Last year, I hatched one chick out of probably forty shipped eggs at different times. It was terribly discouraging. This year, I did a little better. I hatched 9 chicks out of 27 eggs. I got an incubator that is way more stable and I used a mercury thermometer with a wet bulb to monitor humidity and I think that helped. Also, if the chick pipped and didn't make any progress after 12 hours or so, I carefully made the pip hole a little bigger so that it could breath and put it back in the incubator. And on the ones that were slow to pip, I actually used a big needle and put a "safety" hole into the top of the egg shell into the air cell for extra oxygen. Only a couple of the chicks made it out on their own, and I helped them quite a bit very slowly over time.

As far as lockdown goes, that is just what folks on here call the last three days before hatch when you stop turning the eggs and raise the humidity. They call it lockdown because you aren't supposed to mess with them under normal circumstances.

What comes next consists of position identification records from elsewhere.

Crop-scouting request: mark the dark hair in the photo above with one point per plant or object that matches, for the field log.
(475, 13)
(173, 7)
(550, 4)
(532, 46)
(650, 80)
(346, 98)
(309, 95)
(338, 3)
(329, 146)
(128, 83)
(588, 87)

When I hatch eggs from my own chickens, I never have to help them out of the shell, but with shipped eggs and being at high altitude, it seems like it puts the chicks at a big disadvantage. They seem to be weaker but if you can get them hatched alive, they "normalize" in a day or so. At least mine did. But this time, all the chicks that went into lockdown alive actuallly survived (with me helping them out.)

Good luck with your future hatches. I finally have all the different breeds I was interested in, so I won't be hatching any more shipped eggs in the forseeable future. It is really stressful!